5brr: Difference between revisions

Publication Abstract from PubMed

Thrombosis is a leading cause of death worldwide. Recombinant tissue-type plasminogen activator (tPA) is the FDA-approved thrombolytic drug. tPA is rapidly inactivated by endogenous plasminogen activators inhibitor-1 (PAI-1). Engineering on tPA to reduce its inhibition by PAI-1 without compromising its thrombolytic effect is a continuous effort. Precise details, with atomic resolution, of the molecular interactions between tPA and PAI-1 remains unknown despite extensive previous studies. Here, we report the crystal structure of tPA.PAI-1 Michaelis complex, which shows significant differences from the structure of its urokinase-type plasminogen activator (uPA) analogue, the uPA.PAI-1 Michaelis complex. The PAI-1 reactive center loop (RCL) adopts a unique kinked conformation, and the first 5 residues of RCL bends toward the beta-sheet A. The structure provides detailed interactions between tPA 37- and 60-loops with PAI-1. On the tPA side, the S2 and S1beta pockets opens up to accommodate PAI-1. This study lays down a foundation for understanding the specificity of PAI-1 for tPA, and provides structural clues to design newer generation of thrombolytic agents with reduced PAI-1 inactivation.
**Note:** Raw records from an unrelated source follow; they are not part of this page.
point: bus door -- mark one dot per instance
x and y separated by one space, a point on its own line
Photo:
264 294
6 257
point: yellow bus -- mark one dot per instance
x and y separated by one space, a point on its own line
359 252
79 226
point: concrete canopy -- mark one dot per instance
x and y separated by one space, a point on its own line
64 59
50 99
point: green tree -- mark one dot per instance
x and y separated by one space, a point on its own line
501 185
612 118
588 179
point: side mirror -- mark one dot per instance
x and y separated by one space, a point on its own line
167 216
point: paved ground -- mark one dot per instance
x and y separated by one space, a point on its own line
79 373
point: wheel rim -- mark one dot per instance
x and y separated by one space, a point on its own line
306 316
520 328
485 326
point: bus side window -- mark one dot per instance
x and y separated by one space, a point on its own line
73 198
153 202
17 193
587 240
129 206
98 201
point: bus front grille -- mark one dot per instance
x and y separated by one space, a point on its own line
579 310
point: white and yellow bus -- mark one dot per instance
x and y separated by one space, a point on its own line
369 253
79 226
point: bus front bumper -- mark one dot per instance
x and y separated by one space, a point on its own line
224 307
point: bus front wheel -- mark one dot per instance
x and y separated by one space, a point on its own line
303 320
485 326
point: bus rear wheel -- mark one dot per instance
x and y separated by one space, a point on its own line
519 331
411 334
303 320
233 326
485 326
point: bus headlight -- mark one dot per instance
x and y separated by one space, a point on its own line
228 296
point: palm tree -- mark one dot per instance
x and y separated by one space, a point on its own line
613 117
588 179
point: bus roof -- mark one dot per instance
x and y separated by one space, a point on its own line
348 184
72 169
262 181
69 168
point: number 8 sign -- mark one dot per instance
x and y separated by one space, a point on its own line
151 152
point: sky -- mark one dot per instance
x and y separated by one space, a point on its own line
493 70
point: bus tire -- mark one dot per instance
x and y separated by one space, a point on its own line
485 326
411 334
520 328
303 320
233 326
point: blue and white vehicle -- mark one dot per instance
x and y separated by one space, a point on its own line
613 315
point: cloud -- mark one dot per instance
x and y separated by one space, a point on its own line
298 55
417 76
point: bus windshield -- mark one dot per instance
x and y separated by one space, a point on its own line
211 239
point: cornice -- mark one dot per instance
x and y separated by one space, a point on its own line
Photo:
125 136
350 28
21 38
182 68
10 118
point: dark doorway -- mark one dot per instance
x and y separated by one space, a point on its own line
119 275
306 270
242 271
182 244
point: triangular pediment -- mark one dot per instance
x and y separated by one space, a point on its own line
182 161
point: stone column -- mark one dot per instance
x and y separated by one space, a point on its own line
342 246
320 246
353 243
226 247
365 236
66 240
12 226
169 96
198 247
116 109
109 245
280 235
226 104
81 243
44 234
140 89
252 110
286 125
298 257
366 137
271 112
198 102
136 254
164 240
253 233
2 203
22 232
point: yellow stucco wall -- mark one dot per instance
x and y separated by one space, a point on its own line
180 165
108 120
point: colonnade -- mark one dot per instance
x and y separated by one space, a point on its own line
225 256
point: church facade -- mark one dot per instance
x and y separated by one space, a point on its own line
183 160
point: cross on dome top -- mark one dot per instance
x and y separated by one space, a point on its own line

Crystal Structure of the Michaelis Complex between Tissue-type Plasminogen Activator and Plasminogen Activators Inhibitor-1.,Gong L, Liu M, Zeng T, Shi X, Yuan C, Andreasen PA, Huang M J Biol Chem. 2015 Aug 31. pii: jbc.M115.677567. PMID:26324706^[3]

From MEDLINE®/PubMed®, a database of the U.S. National Library of Medicine.